The Murphy administration will start the ball rolling on getting a new city 911 telecommunications system today by introducing several funding bills to City Council.

The bills would earmark money for the estimated $1.6 million system by dipping into unused capital budget funds going back to 1999. Competitive bidding to provide the 911 system will likely start next month, communications chief John Rowntree said.

Council is likely to question the need for the new system when the city could share Allegheny County's existing 911 system in North Point Breeze.

But city officials are concerned because emergency service in Pittsburgh and Lawrence County was interrupted for nearly four hours April 28 when a call-routing switch for the 911 system crashed.
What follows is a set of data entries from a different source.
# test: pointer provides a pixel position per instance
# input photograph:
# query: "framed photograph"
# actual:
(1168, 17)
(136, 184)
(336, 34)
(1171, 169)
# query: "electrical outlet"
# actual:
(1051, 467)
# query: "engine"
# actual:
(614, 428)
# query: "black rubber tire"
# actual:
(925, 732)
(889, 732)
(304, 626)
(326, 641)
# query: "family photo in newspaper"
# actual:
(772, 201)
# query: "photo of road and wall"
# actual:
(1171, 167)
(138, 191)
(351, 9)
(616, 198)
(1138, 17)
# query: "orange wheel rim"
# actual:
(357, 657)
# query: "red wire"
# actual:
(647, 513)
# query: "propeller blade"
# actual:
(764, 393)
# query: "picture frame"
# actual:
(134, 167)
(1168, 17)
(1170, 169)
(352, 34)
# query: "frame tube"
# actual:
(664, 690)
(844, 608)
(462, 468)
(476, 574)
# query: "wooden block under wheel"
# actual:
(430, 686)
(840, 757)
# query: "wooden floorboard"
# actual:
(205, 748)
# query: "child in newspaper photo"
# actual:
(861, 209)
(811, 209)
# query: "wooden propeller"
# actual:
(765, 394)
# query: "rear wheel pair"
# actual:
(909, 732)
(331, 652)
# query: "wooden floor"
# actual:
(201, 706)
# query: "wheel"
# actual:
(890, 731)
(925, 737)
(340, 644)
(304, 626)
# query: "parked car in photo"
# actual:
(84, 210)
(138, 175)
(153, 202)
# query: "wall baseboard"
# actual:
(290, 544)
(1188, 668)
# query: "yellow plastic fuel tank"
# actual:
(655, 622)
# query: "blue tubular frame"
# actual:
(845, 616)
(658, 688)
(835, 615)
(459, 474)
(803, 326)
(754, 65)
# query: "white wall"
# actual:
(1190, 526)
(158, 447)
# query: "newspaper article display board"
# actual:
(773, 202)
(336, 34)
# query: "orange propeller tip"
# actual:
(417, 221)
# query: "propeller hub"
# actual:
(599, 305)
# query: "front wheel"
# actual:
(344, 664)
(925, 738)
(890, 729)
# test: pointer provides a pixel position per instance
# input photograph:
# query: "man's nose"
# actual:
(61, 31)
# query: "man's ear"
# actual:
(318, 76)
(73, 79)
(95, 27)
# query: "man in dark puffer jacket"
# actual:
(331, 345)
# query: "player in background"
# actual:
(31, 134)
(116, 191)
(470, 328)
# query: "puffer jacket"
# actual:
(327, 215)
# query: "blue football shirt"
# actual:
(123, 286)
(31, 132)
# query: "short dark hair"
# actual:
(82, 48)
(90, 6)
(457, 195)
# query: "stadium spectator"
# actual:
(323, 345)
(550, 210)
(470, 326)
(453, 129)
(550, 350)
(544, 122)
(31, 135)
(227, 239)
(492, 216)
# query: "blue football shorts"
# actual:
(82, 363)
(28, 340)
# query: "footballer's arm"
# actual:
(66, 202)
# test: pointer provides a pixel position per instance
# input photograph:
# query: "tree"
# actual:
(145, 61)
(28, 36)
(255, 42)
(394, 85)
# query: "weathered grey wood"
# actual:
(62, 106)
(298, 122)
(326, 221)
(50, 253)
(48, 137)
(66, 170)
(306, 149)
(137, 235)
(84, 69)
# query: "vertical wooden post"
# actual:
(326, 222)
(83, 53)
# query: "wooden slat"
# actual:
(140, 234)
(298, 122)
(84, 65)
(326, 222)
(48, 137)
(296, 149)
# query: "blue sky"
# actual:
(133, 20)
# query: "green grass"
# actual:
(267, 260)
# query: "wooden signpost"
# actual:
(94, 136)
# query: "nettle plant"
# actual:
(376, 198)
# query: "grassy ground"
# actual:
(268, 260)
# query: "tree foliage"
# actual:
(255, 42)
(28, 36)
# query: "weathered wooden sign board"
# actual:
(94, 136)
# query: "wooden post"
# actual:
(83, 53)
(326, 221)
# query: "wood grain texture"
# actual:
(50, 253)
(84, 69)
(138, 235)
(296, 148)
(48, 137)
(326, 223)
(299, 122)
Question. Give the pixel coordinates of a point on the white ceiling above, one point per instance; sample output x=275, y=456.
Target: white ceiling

Officials from Verizon, which owns the equipment and contracts with the city and Lawrence County for switching service, said a hardware problem in a component of a Rockwell switch, the computer that controls the switching, caused the system to fail.

Rowntree said the new system would have dual switches to prevent that problem from occurring again.

OAKLAND: Falcon hatched

Peregrine falcons nesting on the University of Pittsburgh's Cathedral of Learning in Oakland had successfully hatched one chick as of Sunday afternoon and were sitting on three more eggs.

Charles Bier, director of the Natural Heritage Program at the Western Pennsylvania Conservancy, ventured out onto a south facing ledge near the top of the cathedral for a quick check on the nest, which cannot be seen from inside the building.

"This is the first documented successful reproduction at the site. The chick was only hours old," he said.

Peregrines have been in the Oakland area since 1996 but never successfully mated, and at least one of the birds there now is a newer bird.

LAWRENCEVILLE: Bodack leaving party post

State Sen. Leonard Bodack, D-Lawrenceville, will not run for re-election as the Allegheny County Democratic Party chairman.

Bodack announced five months ago he would not run for a seventh term in the state senate, after nearly a quarter-century in office. At the time, Bodack said he wanted to remain the party's chairman, a job he has held since 1997.

But in a May 7 letter to Democratic committee members, Bodack said when his term ends in June, he will not run for re-election. His age, 69, was part of the decision.

"My decision is entirely a personal one. I believe that our future prospects are excellent and I expect to continue to work hard on Democratic campaigns. However, I have decided that it is time for a younger person to take on this job," he wrote.

Party officials will choose a new chairman next month.